O estrangeiro que conquistou o Brasil

Comemoração do gringo no gol do tri Foto:( Marcelo Regua/Agência O Dia)
Por: Lucas Bastos Gabriel, SC

Nascido em 1972 na antiga Iugoslávia, Dejan Petkovic ou só Pet, apelido carinhoso que ganhou nos tempos de Vitória e perdurou até o fim de sua carreira, ganhou notoriedade em sua curta passagem pelo Real Madrid e em inúmeros times brasileiros. A CL vem a público relembrar um pouco da carreira desse craque que era especialista em bolas paradas.

Pet começou sua carreira no time sérvio Radnički Niš, seguindo os passos de seu pai e irmão que também foram jogadores de futebol.

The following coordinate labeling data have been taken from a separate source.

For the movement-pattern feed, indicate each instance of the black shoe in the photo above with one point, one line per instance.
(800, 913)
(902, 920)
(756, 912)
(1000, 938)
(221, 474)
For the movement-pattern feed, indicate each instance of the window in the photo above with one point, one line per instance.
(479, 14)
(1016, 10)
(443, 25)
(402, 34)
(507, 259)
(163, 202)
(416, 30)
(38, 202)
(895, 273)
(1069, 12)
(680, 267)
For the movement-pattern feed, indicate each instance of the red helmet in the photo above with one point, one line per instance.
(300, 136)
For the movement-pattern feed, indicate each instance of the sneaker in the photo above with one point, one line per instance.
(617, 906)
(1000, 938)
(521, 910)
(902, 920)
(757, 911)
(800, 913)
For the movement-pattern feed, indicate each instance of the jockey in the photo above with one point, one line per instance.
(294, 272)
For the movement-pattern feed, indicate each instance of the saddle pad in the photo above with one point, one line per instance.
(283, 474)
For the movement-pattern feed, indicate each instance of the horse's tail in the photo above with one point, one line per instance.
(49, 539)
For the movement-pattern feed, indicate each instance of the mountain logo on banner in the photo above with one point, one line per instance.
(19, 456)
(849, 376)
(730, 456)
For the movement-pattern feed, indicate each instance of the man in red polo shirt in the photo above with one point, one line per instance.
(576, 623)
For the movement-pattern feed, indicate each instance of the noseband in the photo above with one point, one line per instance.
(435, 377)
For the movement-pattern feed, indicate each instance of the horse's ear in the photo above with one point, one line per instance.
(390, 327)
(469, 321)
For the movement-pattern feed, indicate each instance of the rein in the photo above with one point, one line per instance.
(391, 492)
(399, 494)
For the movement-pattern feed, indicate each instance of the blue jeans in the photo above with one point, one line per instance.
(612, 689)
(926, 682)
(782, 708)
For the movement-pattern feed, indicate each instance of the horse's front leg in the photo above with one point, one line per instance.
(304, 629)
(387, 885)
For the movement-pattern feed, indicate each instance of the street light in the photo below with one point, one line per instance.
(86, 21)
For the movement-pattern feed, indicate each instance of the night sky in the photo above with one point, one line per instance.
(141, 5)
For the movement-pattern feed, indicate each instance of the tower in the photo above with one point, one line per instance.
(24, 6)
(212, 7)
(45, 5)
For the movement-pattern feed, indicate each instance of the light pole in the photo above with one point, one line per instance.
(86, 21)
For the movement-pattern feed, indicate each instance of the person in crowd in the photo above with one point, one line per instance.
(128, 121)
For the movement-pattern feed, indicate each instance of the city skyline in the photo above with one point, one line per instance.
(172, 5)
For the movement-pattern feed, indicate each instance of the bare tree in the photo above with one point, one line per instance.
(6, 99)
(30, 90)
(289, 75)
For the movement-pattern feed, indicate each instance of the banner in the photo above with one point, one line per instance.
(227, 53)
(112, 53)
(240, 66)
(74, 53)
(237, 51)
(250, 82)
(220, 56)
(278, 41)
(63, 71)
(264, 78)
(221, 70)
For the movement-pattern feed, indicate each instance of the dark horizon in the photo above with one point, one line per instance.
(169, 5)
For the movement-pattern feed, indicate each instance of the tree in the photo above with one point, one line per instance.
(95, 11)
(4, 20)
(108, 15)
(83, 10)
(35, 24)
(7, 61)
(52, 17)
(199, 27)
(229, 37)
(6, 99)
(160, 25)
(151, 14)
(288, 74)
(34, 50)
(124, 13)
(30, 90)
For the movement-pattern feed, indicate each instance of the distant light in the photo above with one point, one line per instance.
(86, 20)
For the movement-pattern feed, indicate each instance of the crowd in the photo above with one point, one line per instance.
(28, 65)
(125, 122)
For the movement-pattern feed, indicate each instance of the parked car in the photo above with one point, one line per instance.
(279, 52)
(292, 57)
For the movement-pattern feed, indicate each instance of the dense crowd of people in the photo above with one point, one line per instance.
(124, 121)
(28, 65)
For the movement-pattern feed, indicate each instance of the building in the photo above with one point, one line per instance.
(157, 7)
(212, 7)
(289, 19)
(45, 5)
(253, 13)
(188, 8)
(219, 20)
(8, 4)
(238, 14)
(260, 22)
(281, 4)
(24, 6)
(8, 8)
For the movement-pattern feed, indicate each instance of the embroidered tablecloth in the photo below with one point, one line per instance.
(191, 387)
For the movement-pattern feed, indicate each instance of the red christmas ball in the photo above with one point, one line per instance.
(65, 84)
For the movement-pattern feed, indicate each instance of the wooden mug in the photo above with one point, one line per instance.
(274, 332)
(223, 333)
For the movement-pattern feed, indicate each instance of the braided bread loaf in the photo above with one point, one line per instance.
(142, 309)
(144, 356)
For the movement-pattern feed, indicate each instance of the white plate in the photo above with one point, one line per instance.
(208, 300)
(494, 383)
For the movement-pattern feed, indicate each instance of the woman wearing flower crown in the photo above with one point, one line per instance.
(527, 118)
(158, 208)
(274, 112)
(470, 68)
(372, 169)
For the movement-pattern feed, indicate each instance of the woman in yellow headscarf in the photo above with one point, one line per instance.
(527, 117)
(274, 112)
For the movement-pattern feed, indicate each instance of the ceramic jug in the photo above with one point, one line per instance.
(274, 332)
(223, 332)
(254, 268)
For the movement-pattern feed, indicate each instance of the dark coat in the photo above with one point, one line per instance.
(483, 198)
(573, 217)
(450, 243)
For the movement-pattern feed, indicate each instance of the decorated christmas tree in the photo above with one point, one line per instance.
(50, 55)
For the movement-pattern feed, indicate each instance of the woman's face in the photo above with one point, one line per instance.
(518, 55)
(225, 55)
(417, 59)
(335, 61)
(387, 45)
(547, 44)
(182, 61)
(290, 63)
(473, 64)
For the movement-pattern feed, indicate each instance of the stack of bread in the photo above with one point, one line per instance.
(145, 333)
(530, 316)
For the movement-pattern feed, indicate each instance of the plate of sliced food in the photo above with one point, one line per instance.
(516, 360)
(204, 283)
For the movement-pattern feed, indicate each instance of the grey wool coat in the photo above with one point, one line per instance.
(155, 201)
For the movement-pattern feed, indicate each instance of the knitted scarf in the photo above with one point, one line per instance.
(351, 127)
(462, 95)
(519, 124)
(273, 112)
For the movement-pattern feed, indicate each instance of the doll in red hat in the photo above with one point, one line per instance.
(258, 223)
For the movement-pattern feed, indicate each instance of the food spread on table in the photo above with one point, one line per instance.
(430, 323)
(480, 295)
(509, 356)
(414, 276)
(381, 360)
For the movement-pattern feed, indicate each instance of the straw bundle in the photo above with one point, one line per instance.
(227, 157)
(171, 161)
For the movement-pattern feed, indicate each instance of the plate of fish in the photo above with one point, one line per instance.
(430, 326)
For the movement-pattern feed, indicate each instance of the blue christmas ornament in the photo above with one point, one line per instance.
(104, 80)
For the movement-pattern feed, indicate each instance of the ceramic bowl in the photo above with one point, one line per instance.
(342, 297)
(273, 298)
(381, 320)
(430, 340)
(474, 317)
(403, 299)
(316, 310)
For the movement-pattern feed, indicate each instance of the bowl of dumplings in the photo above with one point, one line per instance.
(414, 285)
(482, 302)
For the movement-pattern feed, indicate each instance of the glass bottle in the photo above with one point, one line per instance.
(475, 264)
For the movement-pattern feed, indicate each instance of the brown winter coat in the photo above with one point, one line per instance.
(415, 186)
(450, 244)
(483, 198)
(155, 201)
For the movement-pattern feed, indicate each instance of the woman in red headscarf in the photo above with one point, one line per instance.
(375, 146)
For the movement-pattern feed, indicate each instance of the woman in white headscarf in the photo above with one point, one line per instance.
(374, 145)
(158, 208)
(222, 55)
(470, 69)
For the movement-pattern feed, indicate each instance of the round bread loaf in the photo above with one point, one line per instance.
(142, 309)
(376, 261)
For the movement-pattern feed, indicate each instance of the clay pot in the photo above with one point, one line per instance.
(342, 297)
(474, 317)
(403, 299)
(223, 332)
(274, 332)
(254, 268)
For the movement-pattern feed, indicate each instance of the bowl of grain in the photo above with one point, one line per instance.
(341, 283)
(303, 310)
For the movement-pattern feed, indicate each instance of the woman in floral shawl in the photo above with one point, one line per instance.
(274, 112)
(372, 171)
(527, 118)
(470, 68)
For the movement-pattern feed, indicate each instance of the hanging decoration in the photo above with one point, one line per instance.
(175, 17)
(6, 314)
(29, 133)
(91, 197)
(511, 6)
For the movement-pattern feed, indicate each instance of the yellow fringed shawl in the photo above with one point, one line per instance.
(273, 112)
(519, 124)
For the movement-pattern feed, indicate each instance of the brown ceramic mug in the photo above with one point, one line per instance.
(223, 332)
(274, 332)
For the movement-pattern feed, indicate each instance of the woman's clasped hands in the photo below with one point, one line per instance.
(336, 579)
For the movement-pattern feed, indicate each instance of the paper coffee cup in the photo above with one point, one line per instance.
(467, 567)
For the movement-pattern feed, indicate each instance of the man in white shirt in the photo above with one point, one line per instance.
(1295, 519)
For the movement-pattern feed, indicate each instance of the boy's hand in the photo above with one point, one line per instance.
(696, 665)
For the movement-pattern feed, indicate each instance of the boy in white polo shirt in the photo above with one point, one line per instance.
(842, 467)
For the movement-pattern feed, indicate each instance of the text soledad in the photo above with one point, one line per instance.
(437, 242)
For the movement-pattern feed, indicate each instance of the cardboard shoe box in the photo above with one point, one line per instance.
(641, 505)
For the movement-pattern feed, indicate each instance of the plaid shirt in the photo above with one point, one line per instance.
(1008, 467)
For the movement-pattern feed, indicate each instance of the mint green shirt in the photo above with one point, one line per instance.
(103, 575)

Até hoje ele ostenta o recorde de jogador mais jovem a participar de um jogo oficial de futebol na Sérvia, em uma vitoria de 4 a 0 sobre o Željezničar Sarajevo, da Bósnia. Nesse time onde foi revelado, Petkovic ganhou o apelido de Rambo pelo seu porte físico. Pet ainda ajuda o clube com doações de materiais esportivos e financeiramente.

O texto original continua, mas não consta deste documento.